- The Washington Times - Saturday, May 12, 2018

Iranian hackers ramped up their attacks against U.S. targets as expected in the immediate aftermath of President Trump withdrawing this week from the Iran nuclear deal, cybersecurity experts said afterwards.

Researchers at CrowdStrike, a cybersecurity firm headquartered in Silicon Valley, witnessed a “notable” shift in Iranian cyberactivity within 24 hours of Mr. Trump announcing his withdrawal from the nuclear deal Tuesday, The New York Times reported on Friday.

After Mr. Trump’s announcement, Iranian hackers began sending malicious emails to diplomats employed in the foreign affairs offices of U.S. allies and unspecified telecommunications firms, according to CrowdStrike, The Times said.

The emails contained malware designed to let the hackers infiltrate the recipients’ computer systems, the newspaper reported, though it was not immediately clear if any of their targets were actually breached.

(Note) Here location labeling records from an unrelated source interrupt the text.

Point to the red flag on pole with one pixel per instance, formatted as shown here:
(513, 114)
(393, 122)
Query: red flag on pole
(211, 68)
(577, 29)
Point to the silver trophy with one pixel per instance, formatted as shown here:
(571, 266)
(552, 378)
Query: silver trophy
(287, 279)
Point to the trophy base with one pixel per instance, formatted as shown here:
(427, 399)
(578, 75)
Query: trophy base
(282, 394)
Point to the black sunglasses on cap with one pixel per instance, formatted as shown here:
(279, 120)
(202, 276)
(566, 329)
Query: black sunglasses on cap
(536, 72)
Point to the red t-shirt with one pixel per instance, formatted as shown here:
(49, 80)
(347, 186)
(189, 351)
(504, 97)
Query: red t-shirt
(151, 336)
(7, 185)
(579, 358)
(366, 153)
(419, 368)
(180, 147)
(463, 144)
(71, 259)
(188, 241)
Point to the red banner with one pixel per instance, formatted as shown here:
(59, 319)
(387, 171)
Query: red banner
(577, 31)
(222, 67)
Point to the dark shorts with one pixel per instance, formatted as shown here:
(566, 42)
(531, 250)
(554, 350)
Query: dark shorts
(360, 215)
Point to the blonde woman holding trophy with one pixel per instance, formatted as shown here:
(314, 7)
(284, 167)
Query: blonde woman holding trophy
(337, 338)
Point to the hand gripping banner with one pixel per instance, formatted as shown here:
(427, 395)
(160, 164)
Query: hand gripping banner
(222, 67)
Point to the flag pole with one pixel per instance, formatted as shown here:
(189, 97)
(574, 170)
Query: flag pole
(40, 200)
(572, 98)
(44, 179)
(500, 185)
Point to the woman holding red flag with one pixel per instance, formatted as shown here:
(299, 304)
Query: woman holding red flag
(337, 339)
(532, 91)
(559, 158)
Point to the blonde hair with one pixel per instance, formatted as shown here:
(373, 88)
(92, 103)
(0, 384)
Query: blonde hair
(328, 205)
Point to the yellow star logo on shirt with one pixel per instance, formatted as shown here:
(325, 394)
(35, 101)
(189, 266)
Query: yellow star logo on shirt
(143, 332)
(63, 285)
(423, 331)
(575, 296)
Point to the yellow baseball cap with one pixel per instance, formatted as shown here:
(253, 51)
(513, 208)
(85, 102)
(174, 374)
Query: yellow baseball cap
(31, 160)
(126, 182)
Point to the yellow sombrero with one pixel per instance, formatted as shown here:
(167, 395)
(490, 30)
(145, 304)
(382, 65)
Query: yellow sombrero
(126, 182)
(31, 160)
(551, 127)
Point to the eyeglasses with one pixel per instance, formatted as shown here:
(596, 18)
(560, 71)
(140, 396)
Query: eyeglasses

The apparent surge was hardly unexpected, and the assaults allegedly occurred after other security researchers warned that withdrawing the U.S. from the Iranian nuclear deal would likely trigger retaliatory cyberattacks following years of relative inactivity in terms of Iran hacking American targets.

Iran has been blamed in the past for high-profile hacks targeting U.S. entities — including a dam near New York City in 2013, and the Sands Las Vegas Corporation in 2014 — but security researchers have said that it scaled back those sorts of cyberattacks after the nuclear deal was reached under the Obama administration in 2015 when Iran agreed to curb its energy program in exchange for U.S. lifting sanctions.

Mr. Trump said while campaigning that he’d renegotiate the Iran deal if elected president, and experts have cautioned that withdrawing would likely spur cyberattacks worse than the ones witnessed before 2015.

“With the dissolution of the agreement, we anticipate that Iranian cyberattacks will once again threaten Western critical infrastructure,” John Hultquist, the director of threat intelligence for FireEye, another Silicon Valley-based cybersecurity firm, said Wednesday.

“They’ve developed this ability over the last years and there’s no reason for them not to use it now,” added Levi Gundert, an analyst at private intelligence firm Recorded Future. “They want to try to induce other countries to think about repercussions before levying sanctions, and they have a real capability in the cyber domain,” he told Wired earlier this month.

In announcing his withdrawal Tuesday, Mr. Trump described the Iran deal as “decaying and rotten.”

“The Iran deal is defective to its core,” the president said.